Trouble is, in this real world of harsh reality, these things can’t happen. You can’t hold up your own hammock. It seems physics cares not for ridiculous reciprocity. There’s no free lunch where gravity lurks.

Well maybe we can trick it (gravity) – or at least physical things (likes sticks and string). And in doing so delight ourselves with sculpture and symbolism.

It’s called tensegrity sculpture, and I can’t think of a more useful metaphor for our collective situation in heading into this uncertain year. We’re will simply have to hold ourselves up, by whatever magical means possible. Bring on the wizards! We need ‘em. Or we may have to become them ourselves.

Here’s the curious thing: although entirely possible, and quite simple really to get sorted, tensegrity has no deep and essential foundation story in our discovery of the physical world. After all the eons of human inventiveness – we had already come up with radio waves, photography, flight, you name it – when some artist figured out tensegrity. Around the 1960’s in fact.

It reminds me of that bumper sticker that posits the cheeky query, “What if the hippies were right?” It seems in this case, they were. Well, maybe it was the zeitgeist that did it, for there are a few claimants to the ‘invention’ of tensegrity sculpture.

Whatever – I still think we can use the symbolism now.

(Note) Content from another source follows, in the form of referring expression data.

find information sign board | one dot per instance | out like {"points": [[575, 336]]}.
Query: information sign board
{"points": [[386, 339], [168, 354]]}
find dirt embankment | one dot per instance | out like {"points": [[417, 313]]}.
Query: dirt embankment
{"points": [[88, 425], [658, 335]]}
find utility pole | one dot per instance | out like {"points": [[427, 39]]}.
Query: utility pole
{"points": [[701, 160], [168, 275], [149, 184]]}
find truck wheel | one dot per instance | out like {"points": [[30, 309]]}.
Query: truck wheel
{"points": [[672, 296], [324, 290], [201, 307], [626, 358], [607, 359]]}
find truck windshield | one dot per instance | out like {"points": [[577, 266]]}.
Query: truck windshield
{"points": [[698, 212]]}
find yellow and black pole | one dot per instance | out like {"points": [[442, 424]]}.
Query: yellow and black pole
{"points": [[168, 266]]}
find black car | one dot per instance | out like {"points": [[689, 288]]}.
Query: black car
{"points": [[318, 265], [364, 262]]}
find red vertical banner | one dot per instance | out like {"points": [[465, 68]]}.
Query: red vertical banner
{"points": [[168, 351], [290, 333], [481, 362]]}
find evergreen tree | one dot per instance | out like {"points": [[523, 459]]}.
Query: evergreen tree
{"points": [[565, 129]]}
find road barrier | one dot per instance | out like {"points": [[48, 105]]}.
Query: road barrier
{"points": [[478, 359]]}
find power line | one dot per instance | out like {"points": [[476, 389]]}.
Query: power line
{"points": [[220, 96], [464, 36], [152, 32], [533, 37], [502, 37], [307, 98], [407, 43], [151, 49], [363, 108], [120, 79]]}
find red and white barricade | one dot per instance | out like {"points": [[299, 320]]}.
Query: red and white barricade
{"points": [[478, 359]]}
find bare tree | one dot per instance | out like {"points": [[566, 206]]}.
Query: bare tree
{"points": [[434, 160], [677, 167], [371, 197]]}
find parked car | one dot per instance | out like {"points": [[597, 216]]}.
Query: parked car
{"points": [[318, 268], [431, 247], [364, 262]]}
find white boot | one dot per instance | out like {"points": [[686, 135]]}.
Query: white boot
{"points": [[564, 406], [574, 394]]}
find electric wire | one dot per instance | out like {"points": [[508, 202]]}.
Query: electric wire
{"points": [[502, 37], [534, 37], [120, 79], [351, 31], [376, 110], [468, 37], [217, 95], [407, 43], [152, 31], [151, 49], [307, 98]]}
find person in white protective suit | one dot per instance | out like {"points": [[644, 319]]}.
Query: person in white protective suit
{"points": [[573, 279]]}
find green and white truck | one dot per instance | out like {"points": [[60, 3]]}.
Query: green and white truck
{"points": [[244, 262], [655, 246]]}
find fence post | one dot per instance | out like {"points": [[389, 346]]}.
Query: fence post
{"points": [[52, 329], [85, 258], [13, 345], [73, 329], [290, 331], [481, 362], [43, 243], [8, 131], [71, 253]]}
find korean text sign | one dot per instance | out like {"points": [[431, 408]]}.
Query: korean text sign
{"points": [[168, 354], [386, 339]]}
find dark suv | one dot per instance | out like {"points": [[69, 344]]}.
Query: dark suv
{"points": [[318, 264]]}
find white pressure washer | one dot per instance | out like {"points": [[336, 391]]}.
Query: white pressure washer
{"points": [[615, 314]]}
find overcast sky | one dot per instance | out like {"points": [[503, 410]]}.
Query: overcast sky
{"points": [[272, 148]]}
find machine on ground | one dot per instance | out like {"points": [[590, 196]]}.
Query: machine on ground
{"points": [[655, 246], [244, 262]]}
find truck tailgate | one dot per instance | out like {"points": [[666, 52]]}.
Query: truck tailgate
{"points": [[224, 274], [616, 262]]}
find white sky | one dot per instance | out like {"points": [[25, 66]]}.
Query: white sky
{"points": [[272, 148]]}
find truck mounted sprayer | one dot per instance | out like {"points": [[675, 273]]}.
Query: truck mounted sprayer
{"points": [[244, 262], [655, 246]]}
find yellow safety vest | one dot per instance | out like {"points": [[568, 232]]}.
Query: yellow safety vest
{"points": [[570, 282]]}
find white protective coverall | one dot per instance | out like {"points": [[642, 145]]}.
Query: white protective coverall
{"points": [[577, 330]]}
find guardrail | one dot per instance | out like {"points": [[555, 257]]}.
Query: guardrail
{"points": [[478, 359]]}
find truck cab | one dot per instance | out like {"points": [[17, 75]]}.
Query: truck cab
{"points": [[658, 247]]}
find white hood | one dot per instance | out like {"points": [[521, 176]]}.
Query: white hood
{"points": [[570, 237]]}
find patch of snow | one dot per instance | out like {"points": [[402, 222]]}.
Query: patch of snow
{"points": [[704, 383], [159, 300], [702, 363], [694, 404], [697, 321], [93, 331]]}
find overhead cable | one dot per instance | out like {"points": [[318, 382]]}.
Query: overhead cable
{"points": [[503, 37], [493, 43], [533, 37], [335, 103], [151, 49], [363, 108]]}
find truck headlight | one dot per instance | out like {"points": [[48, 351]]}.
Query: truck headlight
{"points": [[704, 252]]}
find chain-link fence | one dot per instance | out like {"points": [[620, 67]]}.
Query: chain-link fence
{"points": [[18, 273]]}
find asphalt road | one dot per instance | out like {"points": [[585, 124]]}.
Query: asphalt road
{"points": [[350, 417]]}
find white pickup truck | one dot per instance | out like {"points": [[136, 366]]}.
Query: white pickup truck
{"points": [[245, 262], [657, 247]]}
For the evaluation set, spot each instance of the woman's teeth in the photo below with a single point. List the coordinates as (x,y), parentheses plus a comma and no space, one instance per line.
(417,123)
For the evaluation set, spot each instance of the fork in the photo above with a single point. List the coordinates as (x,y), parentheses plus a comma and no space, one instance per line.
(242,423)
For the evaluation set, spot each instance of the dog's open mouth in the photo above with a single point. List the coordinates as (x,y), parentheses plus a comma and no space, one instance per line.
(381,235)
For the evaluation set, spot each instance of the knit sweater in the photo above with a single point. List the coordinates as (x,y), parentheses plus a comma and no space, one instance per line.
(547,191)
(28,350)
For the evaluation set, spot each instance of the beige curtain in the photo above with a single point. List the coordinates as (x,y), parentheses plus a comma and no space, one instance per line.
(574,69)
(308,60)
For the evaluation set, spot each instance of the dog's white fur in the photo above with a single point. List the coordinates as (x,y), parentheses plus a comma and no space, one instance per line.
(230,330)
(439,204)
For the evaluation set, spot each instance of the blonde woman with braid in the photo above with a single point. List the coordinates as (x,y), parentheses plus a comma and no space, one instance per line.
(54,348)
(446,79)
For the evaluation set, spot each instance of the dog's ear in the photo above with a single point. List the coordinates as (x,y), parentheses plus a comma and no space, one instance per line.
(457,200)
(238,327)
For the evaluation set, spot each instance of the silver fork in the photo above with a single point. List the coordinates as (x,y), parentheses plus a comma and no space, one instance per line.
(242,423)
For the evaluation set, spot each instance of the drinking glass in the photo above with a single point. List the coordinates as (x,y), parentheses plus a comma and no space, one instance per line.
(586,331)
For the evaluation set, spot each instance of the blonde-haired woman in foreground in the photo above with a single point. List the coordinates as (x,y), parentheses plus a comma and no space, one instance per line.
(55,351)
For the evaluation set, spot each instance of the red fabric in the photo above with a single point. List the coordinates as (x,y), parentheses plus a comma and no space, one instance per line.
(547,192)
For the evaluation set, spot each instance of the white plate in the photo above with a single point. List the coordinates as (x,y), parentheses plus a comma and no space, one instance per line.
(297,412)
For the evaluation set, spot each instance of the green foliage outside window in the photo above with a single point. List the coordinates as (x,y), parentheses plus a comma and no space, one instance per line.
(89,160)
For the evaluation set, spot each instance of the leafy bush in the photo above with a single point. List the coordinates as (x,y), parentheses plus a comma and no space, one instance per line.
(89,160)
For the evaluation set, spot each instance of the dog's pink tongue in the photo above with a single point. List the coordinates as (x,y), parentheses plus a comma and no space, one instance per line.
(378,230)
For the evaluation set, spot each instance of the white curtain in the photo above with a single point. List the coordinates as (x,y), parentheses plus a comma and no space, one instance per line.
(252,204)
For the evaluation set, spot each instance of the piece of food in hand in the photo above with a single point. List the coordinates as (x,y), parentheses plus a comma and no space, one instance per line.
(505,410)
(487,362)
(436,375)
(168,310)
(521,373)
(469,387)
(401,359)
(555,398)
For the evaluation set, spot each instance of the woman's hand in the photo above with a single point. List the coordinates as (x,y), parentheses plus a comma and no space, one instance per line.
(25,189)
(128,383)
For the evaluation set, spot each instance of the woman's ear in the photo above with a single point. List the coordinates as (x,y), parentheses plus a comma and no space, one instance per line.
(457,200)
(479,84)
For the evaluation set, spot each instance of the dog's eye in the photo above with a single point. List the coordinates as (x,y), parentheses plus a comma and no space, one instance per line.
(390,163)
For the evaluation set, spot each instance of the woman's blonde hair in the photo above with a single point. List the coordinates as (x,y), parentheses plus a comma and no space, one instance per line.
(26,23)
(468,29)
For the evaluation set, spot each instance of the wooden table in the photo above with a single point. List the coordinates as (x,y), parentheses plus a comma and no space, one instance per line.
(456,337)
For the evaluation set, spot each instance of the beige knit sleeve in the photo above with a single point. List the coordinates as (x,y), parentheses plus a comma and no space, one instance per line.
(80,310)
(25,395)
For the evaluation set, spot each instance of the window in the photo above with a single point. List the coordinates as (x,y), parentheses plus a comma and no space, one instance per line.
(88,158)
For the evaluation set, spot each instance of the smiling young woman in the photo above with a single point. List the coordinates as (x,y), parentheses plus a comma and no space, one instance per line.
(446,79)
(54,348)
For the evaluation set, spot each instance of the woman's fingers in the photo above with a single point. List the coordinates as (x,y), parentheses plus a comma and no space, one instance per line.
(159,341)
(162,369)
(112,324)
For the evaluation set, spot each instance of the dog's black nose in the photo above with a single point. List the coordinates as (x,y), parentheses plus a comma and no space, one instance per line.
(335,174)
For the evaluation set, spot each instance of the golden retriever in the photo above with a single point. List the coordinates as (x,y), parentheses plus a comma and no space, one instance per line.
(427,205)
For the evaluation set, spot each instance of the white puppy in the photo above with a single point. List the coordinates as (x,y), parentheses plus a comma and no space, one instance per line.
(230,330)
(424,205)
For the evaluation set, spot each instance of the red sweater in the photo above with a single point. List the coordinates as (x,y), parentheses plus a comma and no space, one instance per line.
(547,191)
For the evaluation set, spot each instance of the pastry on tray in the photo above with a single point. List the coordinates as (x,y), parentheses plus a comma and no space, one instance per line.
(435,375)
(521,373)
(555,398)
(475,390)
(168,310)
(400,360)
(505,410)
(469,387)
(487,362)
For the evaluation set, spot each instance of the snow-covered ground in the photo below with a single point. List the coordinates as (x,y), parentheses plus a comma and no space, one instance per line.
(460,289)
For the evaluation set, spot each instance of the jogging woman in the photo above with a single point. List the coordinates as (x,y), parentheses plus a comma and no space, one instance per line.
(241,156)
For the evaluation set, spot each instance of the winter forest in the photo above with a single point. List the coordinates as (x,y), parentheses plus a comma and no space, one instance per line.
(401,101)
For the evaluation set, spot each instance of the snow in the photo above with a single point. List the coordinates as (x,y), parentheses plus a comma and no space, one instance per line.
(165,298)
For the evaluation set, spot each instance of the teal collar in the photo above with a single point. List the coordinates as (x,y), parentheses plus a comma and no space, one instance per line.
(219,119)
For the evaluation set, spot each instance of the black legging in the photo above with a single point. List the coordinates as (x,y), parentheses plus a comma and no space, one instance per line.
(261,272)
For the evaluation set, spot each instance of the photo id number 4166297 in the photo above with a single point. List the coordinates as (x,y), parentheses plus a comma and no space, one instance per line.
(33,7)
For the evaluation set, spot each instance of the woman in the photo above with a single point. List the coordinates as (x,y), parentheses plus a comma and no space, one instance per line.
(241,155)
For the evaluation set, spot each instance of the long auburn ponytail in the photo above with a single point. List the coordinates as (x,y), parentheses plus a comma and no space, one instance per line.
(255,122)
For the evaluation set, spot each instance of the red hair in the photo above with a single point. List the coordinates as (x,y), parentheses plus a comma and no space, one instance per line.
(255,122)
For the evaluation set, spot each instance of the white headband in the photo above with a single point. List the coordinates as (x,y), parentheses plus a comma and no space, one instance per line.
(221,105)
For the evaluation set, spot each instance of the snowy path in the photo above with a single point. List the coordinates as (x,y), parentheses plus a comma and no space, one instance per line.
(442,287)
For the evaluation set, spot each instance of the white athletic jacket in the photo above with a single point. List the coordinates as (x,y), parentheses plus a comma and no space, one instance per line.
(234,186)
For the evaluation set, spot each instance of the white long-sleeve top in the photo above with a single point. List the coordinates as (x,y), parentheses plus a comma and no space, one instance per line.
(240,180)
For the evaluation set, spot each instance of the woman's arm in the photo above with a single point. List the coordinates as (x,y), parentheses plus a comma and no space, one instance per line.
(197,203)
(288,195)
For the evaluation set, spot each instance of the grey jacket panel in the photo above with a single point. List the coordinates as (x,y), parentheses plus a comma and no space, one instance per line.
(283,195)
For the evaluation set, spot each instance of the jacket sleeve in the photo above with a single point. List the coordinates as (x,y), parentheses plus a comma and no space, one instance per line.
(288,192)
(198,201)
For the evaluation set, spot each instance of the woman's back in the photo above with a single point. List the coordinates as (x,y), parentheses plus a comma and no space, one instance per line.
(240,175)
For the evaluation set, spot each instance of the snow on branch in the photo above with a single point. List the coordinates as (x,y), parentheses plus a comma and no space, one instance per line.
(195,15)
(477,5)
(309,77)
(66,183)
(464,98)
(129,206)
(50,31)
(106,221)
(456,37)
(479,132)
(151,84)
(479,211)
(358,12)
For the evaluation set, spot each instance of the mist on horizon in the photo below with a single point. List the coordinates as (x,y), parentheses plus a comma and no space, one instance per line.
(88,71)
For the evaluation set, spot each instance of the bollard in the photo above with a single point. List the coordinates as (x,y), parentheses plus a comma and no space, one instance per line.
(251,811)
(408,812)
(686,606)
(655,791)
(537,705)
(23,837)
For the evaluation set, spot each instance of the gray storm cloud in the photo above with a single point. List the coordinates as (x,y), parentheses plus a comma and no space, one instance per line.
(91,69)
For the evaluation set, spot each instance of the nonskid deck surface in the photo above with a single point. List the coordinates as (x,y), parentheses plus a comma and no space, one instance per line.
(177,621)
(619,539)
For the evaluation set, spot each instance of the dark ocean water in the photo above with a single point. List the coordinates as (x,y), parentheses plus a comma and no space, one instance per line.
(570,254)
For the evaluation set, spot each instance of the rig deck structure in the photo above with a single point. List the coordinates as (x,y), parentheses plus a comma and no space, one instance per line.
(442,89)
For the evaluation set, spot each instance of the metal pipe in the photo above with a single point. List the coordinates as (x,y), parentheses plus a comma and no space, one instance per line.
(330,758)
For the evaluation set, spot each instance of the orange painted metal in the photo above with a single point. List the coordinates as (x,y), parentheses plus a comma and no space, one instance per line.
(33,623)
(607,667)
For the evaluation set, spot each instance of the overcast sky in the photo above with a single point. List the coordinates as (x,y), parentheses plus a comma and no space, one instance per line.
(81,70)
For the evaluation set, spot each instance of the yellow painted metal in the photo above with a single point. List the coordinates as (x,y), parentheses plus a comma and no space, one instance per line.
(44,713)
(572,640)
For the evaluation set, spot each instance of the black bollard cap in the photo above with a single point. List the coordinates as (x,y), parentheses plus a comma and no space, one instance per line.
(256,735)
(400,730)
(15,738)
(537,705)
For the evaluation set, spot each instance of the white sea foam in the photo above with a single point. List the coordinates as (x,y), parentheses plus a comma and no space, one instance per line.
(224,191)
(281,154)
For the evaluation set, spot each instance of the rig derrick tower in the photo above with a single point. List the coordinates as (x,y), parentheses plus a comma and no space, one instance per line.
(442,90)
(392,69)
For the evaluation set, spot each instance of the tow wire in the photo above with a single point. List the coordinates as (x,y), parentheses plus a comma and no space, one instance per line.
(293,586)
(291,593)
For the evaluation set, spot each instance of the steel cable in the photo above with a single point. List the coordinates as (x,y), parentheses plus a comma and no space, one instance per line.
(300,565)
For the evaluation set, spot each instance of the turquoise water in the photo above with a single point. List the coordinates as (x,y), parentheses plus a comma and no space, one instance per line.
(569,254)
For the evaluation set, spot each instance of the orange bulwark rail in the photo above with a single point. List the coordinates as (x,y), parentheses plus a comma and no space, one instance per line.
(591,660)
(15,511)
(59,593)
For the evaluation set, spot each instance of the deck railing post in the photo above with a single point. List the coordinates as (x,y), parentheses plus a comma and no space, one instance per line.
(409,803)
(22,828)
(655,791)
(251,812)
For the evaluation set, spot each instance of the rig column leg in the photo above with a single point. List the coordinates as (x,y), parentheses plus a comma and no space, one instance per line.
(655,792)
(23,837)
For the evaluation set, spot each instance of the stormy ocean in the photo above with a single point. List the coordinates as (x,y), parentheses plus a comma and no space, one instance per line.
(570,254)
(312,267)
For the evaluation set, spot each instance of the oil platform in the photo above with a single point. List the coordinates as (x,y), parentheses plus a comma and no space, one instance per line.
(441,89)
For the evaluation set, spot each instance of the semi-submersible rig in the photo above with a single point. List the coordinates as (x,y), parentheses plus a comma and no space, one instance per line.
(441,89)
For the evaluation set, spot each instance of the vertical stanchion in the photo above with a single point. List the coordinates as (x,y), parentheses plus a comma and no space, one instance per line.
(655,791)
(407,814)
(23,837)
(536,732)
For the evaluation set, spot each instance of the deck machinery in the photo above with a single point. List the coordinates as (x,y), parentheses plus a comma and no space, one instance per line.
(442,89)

We’re floating precariously; we’re held in screaming tension. There’s so much that just doesn’t stack up in the world at the moment. Here’s hoping we don’t all fall through the cracks of our own making. Maybe we won’t.

To the facts: “Tensegrity,” we’re told by definition, “is a structural principle based on the use of isolated components in compression inside a net of continuous tension, in such a way that the compressed members (bars or struts) do not touch each other and the pre-stressed tensioned members (ropes, cables or tendons) delineate the system spatially.”

Another definition reads better in Dutch: "De touwtjes houden het hele bouwsel bijeen en de houtjes uit elkaar." Which translates to, "A set of strings that keep the construction together and the sticks apart." (From an article by Chris Heunen and Dick van Leijenhorstand.)

The great flawed genius Buckminster Fuller coined the term tensegrity. But that was when he appropriated a student’s artwork, and even exhibited it himself under his (Fuller’s) name. It takes a lot to be a celeb.

Before that, the very simple 3-strut tensegrity prism was first created either by Lithuanian artist Karl Loganson around 1920, or by Ted Pope, another Buckminster Fuller student in the 1950s. But both Karl and Ted did not do much more to develop the idea.

The pivotal student was Kenneth Snelson. He used the term ‘floating compression,” and has since been more closely associated with the vision and its manifestation. Almost all public tensegrity sculptures, and they are around the world, are by Snelson.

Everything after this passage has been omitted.